En virtud de lo expuesto
Fallo
Que CONDENAMOS a Aurelio , como autor penalmente responsable:
1º.- de un delito de amenazas continuadas, ya definido, a la pena de nueve meses de prisión, e inhabilitación especial para el derecho de sufragio pasivo por el tiempo de la condena, privación del derecho a la tenencia y porte de armas por tiempo de dos años y prohibición de aproximarse a Claudia a su domicilio y lugar de trabajo a una distancia no inferior a 500 metros y a comunicarse con ella por tiempo de un año y nueve meses;
2º.- de un delito de quebrantamiento de medida cautelar, a la pena de seis meses de prisión e inhabilitación especial para el derecho de sufragio pasivo por el tiempo de la condena;
3º.- de un delito de tenencia ilícita de armas, a la pena de dos años de prisión, e inhabilitación especial para el derecho de sufragio pasivo por el tiempo de la condena;
4º.- de un delito de asesinato intentado, con la agravante de parentesco, en concurso medial con un delito de quebrantamiento de medida cautelar, ya definidos, a las penas de once años y tres meses de prisión, inhabilitación absoluta durante el tiempo de la condena y la prohibición de acercarse a Claudia , a su domicilio, lugar de trabajo o cualquier otro que sea frecuentado por ella en un radio de 500 metros, así como de comunicarse con ella por cualquier medio durante un plazo de doce años y tres meses, por el primero; y a la pena de seis meses de prisión, e inhabilitación especial para el derecho de sufragio pasivo por el mismo tiempo, por el segundo delito.
Y que indemnice a Claudia en la cantidad de 13.500 €; y al abono de las costas causadas.
Ordenando el comiso de las armas y munición intervenida.
Para el cumplimiento de las penas impuestas se abonará el tiempo de privación provisional de libertad que los acusados hubieran sufrido por esta causa, si no se le hubiere aplicado a otra.

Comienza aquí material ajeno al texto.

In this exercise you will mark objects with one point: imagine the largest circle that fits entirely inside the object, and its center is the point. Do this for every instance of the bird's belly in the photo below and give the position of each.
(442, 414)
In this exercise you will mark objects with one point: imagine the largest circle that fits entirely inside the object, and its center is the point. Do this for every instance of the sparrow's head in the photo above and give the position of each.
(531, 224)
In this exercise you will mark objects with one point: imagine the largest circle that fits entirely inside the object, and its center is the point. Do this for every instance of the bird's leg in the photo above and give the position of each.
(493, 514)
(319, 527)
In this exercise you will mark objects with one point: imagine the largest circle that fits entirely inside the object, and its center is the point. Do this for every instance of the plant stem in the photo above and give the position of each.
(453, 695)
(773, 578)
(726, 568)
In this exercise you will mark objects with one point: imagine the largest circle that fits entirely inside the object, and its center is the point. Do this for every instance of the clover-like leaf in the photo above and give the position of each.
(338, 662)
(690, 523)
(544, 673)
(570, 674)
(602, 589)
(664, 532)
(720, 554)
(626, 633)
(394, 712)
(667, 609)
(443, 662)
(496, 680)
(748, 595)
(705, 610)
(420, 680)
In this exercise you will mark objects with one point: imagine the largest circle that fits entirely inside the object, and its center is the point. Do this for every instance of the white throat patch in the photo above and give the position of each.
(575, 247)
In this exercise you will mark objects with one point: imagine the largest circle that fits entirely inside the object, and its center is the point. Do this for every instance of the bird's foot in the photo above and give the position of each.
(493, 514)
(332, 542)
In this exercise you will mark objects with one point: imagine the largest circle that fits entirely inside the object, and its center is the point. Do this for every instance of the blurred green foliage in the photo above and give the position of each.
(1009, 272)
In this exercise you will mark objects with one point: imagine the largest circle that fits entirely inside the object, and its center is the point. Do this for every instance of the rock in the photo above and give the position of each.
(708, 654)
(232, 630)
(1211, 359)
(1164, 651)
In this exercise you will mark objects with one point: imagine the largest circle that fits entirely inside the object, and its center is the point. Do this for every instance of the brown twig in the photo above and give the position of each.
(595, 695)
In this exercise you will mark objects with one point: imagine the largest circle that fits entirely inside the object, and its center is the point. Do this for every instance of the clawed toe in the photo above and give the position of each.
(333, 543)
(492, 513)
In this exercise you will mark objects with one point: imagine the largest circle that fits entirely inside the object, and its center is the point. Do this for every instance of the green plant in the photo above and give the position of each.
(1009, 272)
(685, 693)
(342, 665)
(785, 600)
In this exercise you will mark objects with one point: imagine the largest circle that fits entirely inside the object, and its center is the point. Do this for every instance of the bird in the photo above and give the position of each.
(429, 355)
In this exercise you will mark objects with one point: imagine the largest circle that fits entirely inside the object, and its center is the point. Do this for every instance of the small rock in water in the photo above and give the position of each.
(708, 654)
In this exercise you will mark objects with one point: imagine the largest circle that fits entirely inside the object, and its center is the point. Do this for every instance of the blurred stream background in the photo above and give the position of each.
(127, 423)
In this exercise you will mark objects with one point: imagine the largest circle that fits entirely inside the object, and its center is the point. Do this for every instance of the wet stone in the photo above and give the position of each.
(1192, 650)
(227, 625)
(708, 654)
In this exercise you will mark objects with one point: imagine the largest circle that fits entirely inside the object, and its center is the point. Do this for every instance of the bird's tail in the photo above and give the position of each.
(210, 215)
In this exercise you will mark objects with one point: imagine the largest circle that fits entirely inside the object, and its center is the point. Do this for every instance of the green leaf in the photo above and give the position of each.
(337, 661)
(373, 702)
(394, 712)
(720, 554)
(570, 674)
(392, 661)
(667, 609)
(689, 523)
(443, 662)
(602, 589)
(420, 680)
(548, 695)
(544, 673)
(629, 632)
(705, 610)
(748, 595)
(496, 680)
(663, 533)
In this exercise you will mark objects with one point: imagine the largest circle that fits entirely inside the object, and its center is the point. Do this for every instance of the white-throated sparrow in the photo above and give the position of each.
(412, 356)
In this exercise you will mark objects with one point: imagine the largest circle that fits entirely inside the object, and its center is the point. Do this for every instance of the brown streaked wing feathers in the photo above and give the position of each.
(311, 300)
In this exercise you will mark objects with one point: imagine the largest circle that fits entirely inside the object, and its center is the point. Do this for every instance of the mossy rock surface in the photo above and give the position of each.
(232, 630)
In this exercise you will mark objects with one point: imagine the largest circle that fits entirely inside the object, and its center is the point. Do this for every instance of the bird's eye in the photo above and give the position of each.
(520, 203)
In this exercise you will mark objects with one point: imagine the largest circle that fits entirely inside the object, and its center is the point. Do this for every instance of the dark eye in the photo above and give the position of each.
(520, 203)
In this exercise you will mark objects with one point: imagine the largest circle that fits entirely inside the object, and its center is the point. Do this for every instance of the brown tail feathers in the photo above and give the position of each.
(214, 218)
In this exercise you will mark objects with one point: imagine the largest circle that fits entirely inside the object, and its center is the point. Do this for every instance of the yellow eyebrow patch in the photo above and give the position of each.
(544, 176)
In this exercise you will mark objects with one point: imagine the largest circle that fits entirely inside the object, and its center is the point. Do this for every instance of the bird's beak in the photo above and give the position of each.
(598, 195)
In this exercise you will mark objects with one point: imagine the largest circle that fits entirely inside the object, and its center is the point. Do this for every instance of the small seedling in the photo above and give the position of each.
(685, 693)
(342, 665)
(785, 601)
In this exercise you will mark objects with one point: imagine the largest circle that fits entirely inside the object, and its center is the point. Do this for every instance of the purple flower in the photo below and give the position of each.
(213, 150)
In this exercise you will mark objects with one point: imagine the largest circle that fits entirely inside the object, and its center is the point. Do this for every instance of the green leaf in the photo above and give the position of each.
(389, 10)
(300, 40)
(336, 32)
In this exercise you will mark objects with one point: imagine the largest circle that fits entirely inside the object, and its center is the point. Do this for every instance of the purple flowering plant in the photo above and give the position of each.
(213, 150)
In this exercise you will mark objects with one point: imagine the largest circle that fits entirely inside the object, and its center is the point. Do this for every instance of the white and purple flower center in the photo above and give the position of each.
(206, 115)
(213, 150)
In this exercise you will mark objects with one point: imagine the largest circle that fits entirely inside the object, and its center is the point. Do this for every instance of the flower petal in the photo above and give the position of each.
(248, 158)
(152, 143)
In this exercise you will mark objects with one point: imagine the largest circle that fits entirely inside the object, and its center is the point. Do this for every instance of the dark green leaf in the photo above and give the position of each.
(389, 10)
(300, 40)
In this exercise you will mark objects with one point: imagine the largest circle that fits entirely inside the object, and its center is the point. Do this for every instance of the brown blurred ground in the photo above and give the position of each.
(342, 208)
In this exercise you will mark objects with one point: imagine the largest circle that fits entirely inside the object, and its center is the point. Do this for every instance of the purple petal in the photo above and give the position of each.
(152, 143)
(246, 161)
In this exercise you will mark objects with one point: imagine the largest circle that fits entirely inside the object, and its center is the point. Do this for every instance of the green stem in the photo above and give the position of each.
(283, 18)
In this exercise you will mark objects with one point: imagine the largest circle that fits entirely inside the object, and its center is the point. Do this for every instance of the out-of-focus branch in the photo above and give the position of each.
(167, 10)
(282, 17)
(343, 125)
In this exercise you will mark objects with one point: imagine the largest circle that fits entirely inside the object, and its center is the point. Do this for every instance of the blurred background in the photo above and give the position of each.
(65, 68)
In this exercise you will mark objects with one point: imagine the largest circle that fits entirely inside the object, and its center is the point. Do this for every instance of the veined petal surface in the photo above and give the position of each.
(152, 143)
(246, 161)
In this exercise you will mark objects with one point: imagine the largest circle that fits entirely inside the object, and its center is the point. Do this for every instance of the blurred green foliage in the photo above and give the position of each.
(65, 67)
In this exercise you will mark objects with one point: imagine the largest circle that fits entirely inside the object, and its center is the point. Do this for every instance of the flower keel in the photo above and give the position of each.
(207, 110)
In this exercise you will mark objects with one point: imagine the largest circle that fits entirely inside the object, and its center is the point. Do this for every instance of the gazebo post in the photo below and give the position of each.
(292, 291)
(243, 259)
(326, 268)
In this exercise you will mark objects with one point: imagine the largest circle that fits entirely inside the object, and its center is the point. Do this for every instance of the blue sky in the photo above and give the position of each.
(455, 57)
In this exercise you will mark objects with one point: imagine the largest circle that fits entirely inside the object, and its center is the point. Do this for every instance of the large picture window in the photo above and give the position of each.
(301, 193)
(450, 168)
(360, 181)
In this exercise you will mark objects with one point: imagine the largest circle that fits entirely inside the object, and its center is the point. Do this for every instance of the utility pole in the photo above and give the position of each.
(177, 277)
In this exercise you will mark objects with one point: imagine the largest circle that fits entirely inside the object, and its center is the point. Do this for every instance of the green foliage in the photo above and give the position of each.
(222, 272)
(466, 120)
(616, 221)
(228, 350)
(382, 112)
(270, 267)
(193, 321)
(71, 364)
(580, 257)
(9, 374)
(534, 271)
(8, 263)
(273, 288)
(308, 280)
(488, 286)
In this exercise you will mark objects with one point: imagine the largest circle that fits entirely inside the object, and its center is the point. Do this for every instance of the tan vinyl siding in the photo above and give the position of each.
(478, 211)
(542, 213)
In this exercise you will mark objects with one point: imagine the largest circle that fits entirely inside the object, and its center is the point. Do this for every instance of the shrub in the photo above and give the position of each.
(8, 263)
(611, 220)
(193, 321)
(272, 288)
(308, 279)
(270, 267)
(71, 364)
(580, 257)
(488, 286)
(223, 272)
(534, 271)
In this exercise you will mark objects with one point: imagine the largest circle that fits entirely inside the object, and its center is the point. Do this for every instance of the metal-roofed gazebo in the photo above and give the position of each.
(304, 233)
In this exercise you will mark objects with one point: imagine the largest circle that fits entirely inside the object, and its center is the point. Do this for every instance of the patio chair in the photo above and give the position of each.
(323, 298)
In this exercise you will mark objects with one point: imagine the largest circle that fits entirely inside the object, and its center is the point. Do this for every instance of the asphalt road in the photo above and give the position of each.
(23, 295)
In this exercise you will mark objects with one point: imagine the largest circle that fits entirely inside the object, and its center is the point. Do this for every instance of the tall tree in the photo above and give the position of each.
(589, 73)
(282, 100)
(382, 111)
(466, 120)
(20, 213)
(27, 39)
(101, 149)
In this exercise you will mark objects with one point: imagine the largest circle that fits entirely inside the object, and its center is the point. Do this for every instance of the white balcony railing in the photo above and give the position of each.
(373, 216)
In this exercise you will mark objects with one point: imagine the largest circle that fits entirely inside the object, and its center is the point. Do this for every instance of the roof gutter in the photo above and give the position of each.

Contra esta resolución cabe interponer recurso de casación del que conocerá la Sala 2ª del Tribunal Supremo, y que deberá ser anunciando ante esta Audiencia en el plazo de cinco días hábiles a contar desde el siguiente a su notificación.
Así por esta nuestra sentencia, de la que se llevará testimonio al Rollo de Sala, lo pronunciamos, mandamos y firmamos.
PUBLICACIÓN.-Firmada la anterior resolución es entregada en esta Secretaría para su notificación, dándose publicidad en legal forma, y se expide certificación literal de la misma para su unión al rollo. Certifico.
PUBLICACIÓN: En la misma fecha fue leída y publicada la anterior resolución por el Ilmo. Sr/a. Magistrado que la dictó, celebrando Audiencia Pública. Doy fe.
DILIGENCIA: Seguidamente se procede a cumplimentar la notificación de la anterior resolución. Doy fe.